Thursday 1 June 2006

Planning for SAN resilience

One aspect of storage design must consider the issues of resilience. All infrastructure components are subject to failure; even five 9's of reliability means an outage of just over 5 minutes per year. How do we plan for that?

Multipathing

This is a simple one; two or more entire fabrics connecting hosts to storage. If one fabric fails, then the other can take over. This design consideration is not just for recovery, it assists in maintenance, so one fabric can be upgraded whilst the other maintains operation. Multipathing is of course expensive; doubling up on all equipment. But it does reduce the risk of failure to an almost negligible number.
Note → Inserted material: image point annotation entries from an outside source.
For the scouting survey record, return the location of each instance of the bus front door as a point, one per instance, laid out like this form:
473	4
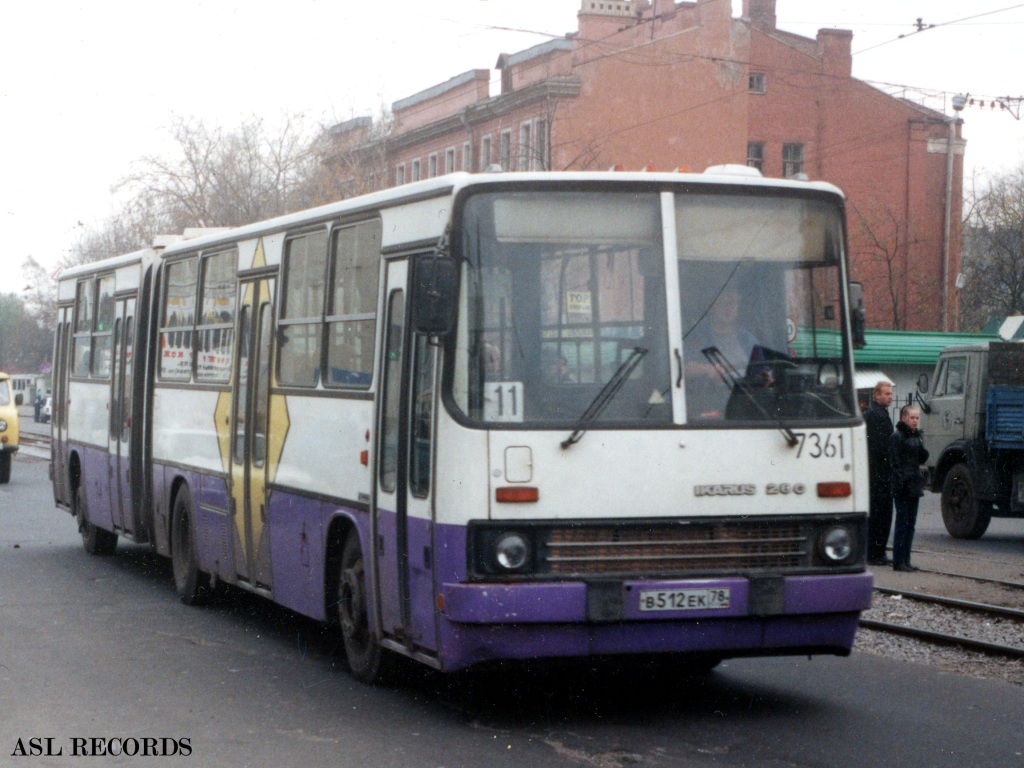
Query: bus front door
403	522
119	449
251	430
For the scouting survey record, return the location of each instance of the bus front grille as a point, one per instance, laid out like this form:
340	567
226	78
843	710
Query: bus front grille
704	547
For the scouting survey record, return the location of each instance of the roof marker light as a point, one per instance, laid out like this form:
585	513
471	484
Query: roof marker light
840	489
517	494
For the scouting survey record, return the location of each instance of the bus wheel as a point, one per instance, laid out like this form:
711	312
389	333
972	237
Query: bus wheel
964	514
367	659
192	584
96	541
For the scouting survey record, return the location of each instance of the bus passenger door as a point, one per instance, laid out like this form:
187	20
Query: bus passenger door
403	513
250	433
58	415
120	417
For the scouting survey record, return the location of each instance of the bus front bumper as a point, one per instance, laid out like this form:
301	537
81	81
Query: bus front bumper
760	616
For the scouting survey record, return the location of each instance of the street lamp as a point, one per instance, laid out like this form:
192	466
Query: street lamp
960	101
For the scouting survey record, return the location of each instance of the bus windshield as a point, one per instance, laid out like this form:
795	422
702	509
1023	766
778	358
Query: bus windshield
572	299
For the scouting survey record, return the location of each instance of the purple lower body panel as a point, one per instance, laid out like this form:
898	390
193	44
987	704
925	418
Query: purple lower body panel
733	616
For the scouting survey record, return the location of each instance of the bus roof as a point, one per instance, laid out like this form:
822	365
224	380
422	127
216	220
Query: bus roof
455	182
104	264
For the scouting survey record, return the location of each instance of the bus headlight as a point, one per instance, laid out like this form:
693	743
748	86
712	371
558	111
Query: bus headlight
511	552
837	545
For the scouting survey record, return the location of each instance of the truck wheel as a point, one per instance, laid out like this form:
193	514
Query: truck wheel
965	516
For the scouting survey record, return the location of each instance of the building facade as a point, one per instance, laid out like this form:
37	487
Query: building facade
683	85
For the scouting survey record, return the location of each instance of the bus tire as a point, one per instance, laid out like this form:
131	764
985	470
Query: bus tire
964	514
368	662
95	541
192	584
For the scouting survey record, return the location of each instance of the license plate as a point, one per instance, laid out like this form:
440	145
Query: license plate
693	599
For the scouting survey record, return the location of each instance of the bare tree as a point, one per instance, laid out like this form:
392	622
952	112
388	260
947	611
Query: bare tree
224	178
993	251
889	242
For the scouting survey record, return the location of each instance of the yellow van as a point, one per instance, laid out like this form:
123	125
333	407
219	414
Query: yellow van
9	428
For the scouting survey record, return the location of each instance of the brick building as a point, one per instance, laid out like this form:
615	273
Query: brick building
685	85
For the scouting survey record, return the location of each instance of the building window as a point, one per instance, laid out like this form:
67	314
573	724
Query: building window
505	150
541	145
793	160
756	155
484	153
524	160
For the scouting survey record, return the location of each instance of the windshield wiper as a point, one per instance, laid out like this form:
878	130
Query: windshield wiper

Director Class versus Switch

As mentioned, director class switches offer at least five 9's availability. Departmental switches on the other hand offer more like three 9s, which is a considerably less resilient piece of equipment. So, for a resilient SAN architecture, don't put deparmental switches into the infrastructure at points of criticality.

Component Failure

Director class five 9's refers to the failure of an entire switch. It doesn't refer to the resilience of an individual component. So, plan to spread risk across multiple components. That may mean separate switches, it may mean across separate blades on switches. Hardware capacity growth means blades have moved from 4-port (e.g. McDATA) to 32 and 48 port blades (Cisco), reconcentrating the risk back into a single blade. So, spread ISLs across blades, spread clustered servers across switches and so on.

In summary, look at the failure points of your hardware. Where they can't be remedied with redundant components, plan to spread the risk across multiple components instead. If you can afford it then duplicate the equipment with multiple fabrics, HBAs and storage ports.